On the surface, it seems strange that such a routine event – restarting a computer – could disrupt a global voice communications network like Skype. But two of the features that make Skype so convenient also proved to be its Achilles heel in this instance:
(1) When a Skype user’s computer boots up, it typically tries to log into the Skype service immediately. When the Windows update prompted millions of computers to restart at roughly the same time, the Skype system was overwhelmed.
(2) Because Skype is based on peer-to-peer technology, Skype users rely somewhat on each other’s computers to make the service work. Each user computer that’s part of the Skype network can play a role in routing voice traffic and completing other tasks. How? Picture a giant safety net with lots of tiny mesh connections. Normally, the net can still work even if a few of those connections are torn. But last week so many of those connections tore that the net itself broke apart.
Worst-case scenario
On normal days, Skype’s peer-to-peer voice-over-IP structure gives it advantages over the centralized structure used by traditional telecom providers like AT&T (T), Verizon (VZ) and Sprint (S). In Skype’s own words:
Decentralized P2P networks have several advantages over traditional client-server networks. These networks scale indefinitely without increasing search time and without the need for costly centralized resources. They utilize the processing and networking power of the end-users machines since these resources always grow in direct proportion to the network itself. Each new node added to the network adds potential processing power and bandwidth to the network.

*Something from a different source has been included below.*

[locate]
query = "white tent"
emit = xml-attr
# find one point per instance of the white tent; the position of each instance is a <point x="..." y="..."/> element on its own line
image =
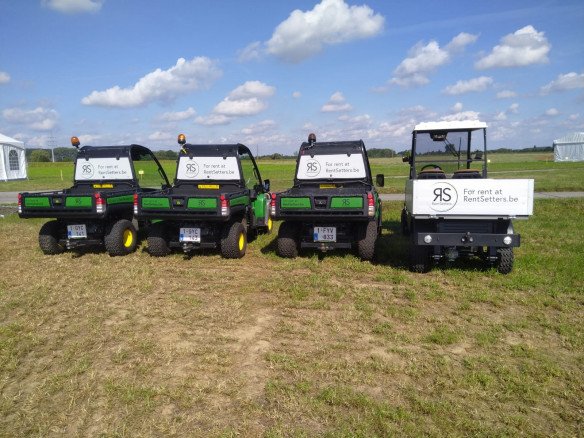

Thus, by decentralizing resources, second generation (2G) P2P networks have been able to virtually eliminate costs associated with a large centralized infrastructure.
But on days like the ones Skype experienced last week, its peer-to-peer system doesn’t seem like an advantage at all. Mainstream telecom service providers pride themselves on having what they call “five nines” availability: service that’s working properly 99.999 percent of the time. A two-day disruption of traditional phone service is pretty much unthinkable, given that society relies on it not only for business and social communication, but also for emergency services.
Normally Skype’s peer-to-peer network has an inbuilt ability to self-heal, however, this event revealed a previously unseen software bug within the network resource allocation algorithm which prevented the self-healing function from working quickly. Regrettably, as a result of this disruption, Skype was unavailable to the majority of its users for approximately two days.
This Skype outage is sure to provide ammunition to rivals who wish to convince customers that they would be foolish to try to run their business on Skype alone. So although eBay is seeking to reassure its users that Skype is now fixed and ready to handle similar problems in the future, the company might have to work hard to win back the confidence of businesses.